I cant stop thinking about it, because its alwasy there.

by Axilena
(New York)

About 7 months ago I was in a relationship with this guy… He was 19 and I had just turned 16. He changed; I hate how that always happens. He turned into someone else, a monster. He controlled me and I was scared of him. He pulled me away from all my friends and everyone I loved.
I didn’t have anyone except him, and I didn’t even want him there, next to me, breathing down my neck, pressuring me, making me feel like shit, telling me I’m worthless. I was so scared of his anger. Soon I had enough and I ended it.
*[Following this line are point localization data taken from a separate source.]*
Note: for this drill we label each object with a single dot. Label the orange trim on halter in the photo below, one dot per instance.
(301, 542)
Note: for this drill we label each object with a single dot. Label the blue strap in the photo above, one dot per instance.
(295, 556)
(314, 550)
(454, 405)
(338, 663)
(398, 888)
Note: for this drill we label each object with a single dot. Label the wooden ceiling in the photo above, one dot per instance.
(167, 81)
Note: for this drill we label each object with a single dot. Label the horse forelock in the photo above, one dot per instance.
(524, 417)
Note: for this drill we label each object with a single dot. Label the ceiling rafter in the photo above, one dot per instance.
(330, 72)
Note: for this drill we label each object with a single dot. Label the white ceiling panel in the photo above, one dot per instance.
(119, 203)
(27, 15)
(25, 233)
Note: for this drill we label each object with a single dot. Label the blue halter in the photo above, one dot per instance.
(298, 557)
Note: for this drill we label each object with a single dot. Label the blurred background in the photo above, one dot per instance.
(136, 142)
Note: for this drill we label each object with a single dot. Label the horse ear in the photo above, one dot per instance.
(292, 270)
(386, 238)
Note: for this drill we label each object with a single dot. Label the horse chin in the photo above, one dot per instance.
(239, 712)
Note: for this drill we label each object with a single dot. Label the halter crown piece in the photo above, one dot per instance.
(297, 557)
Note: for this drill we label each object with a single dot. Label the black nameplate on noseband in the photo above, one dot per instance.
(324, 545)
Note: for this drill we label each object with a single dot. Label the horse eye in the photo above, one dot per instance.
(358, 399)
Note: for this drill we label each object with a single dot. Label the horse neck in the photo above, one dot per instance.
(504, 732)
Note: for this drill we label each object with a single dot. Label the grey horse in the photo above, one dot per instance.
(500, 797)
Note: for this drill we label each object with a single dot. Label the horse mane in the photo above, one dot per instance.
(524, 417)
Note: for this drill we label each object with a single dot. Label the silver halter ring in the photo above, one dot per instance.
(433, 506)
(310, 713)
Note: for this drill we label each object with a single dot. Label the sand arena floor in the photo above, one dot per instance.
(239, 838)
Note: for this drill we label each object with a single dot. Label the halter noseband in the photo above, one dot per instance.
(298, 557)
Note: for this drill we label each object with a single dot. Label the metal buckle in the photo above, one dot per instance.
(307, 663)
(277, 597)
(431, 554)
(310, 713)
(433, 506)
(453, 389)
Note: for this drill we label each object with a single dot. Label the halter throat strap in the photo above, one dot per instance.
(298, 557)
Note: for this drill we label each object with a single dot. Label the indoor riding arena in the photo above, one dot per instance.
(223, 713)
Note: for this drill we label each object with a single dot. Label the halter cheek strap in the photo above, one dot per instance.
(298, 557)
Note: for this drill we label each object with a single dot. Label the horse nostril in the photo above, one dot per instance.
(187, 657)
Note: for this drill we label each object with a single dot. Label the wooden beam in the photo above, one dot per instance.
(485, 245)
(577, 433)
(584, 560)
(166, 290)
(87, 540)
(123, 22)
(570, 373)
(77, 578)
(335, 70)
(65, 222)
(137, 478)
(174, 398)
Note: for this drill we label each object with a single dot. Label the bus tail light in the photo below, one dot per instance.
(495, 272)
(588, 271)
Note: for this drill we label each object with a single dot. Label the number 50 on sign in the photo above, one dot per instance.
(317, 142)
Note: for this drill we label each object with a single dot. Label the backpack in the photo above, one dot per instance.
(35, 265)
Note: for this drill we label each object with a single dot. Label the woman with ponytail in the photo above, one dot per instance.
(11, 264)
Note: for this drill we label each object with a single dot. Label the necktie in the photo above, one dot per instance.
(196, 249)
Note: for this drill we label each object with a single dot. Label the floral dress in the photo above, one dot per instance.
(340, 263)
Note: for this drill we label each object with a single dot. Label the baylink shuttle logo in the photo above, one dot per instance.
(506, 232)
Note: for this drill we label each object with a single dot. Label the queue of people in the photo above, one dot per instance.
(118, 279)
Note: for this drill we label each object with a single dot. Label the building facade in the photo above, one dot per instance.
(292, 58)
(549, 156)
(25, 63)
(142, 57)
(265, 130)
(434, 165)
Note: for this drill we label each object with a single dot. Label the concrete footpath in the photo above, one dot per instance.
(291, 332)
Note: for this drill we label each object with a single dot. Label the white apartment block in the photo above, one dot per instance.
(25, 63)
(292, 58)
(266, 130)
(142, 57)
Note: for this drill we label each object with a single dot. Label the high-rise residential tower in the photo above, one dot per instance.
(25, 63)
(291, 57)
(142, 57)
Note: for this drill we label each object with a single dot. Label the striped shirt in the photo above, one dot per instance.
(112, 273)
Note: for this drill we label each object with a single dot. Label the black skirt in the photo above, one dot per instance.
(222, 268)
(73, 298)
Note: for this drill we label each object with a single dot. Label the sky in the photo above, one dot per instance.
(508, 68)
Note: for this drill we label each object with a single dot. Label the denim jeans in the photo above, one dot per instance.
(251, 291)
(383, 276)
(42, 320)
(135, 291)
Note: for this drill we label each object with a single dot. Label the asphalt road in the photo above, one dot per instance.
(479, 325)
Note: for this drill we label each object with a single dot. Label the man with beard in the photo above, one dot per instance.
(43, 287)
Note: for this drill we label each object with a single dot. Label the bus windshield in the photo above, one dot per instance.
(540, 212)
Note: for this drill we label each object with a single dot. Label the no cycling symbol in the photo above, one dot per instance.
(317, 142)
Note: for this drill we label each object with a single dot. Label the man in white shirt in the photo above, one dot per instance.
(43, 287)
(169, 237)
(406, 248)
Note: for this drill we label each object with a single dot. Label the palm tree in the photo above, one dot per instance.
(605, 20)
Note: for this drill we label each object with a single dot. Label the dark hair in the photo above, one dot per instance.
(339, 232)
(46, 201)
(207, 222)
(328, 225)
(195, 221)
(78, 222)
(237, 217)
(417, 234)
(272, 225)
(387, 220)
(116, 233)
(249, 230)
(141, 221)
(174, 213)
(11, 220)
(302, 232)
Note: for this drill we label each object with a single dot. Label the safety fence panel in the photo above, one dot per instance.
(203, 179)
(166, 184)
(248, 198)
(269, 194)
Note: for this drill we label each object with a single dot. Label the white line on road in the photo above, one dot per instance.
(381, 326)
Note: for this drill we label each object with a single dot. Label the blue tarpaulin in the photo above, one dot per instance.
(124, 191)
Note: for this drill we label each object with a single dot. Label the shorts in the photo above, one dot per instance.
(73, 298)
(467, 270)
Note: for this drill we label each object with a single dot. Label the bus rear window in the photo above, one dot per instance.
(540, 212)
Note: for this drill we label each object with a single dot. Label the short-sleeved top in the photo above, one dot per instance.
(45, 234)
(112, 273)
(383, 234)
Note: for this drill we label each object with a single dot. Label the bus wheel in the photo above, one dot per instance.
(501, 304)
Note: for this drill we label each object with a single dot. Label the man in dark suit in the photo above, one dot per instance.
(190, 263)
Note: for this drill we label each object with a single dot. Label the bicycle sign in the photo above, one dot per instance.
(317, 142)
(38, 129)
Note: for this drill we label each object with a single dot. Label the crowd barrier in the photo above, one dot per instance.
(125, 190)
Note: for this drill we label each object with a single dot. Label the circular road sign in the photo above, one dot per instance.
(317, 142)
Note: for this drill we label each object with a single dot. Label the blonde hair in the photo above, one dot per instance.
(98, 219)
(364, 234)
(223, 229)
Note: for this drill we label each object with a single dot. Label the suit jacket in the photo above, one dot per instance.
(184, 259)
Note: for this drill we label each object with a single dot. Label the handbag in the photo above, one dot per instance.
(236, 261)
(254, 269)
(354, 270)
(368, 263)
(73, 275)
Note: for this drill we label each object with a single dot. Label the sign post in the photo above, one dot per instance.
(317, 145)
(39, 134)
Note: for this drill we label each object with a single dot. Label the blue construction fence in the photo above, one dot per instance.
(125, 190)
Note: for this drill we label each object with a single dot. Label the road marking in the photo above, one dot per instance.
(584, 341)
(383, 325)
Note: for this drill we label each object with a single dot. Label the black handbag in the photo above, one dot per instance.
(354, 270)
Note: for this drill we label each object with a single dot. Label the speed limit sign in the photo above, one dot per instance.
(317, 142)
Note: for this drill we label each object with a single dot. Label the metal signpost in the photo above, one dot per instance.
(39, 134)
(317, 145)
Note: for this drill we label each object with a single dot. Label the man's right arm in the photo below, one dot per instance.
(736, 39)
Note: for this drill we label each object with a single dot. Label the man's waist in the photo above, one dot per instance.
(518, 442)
My friends had moved on to other friends or they were more interested in their boyfriends. I tried to go back to being friends but they wouldn’t listen to me. They wouldn’t talk to me. It’s like I didn’t exist. Then I was raped.
I trusted this kid and he took advantage of me. I told him no I don’t know how many time, over 15 though. There was no point in yelling, nobody was home at his house and it was late. I couldn’t do anything. I was supposed to spend the night to. I just laid there while he did what he wanted. I pretended to not care.
The next day I went to work without a V card and I thought it didn’t matter and that it wouldn’t affect me, but it did eventually. I tried to talk to my friends again but they wouldn’t listen, they just got mad at me all the time for saying his name when I was trying to bring up the topic. So I gave up. I didn’t talk at all. I sat at lunch and didn’t say anything. They got mad at that too. They acted like they were better than me, my “friends”. They talked shit and soon so did everyone in the school. I was a slut? I didn’t know that… It made me feel awful.
I had regular stress too, really hard school work, other peoples drama, home life drama, work and depression. It is so hard to deal with all at once.
I couldn’t wait to get out of school. I counted down till the last day, so I could get away from all these people who I hated, I hated everyone. After the last day, I started smoking a lot more weed than I usually did. I started partying too much. I got really dumb with way to many guys. I almost got pregnant twice. I drove 100 miles an hr in a car with a coked up idiot of a guy that thought I liked him. Again, I was being stupid.
I left town for a while and came back, slightly better. In the midst of all my craziness I stopped eating as much, I slept 2 hours a night max, and I was punished. I tried to talk to my parents. My mom made me scoop horse shit till I told her who I lost my virginity to, I never did. My dad, well he’s crazy and I’m scared of him. They both yelled at me for looking so tired and not eating enough.
After I got back from my 2 week vacation from home to see other family across the country, stuff started again. I got with a couple more guys that I never really cared for and one cared too much. He was “in love”. He had the same qualities as my 19 year old ex; controlling, mean and ruthless. He said awful things to me. I was the worst women to walk on this earth, supposedly.
Nobody listened to me, not for one second. Nobody wanted to care. Now I like it better when they don’t talk to me, I hate people. They are all the same.
I’m scared to be home alone; I hide in my house because I’m afraid HE will find me. I don’t tell people how I feel or what I do because they don’t understand. People question me about why I do the things I do, or at least about the stuff they see. Honestly, I don’t know why because I don’t know myself.
The only person I had then, the only one I have now and the only person ill trust the rest of my life, my little sister. 15 year old little sister, she’s always there. She always listened and always understood.
My eating has gotten better. I still don’t sleep and I bought medication for sleeping, I see HIM every day, I haven’t told anyone everything. Nobody but my sister. I still think every day about everything sand it feels like it will never go away. It’s been 7 months and I still am depressed.
I know there are people in this world who have it worse than I do, people on this website that are dealing with a lot more and will have to deal with it a lot longer, weaker people and stronger people but I just wanted to share how I felt and still feel, what happened to me too. I thought it might help me and maybe someone else.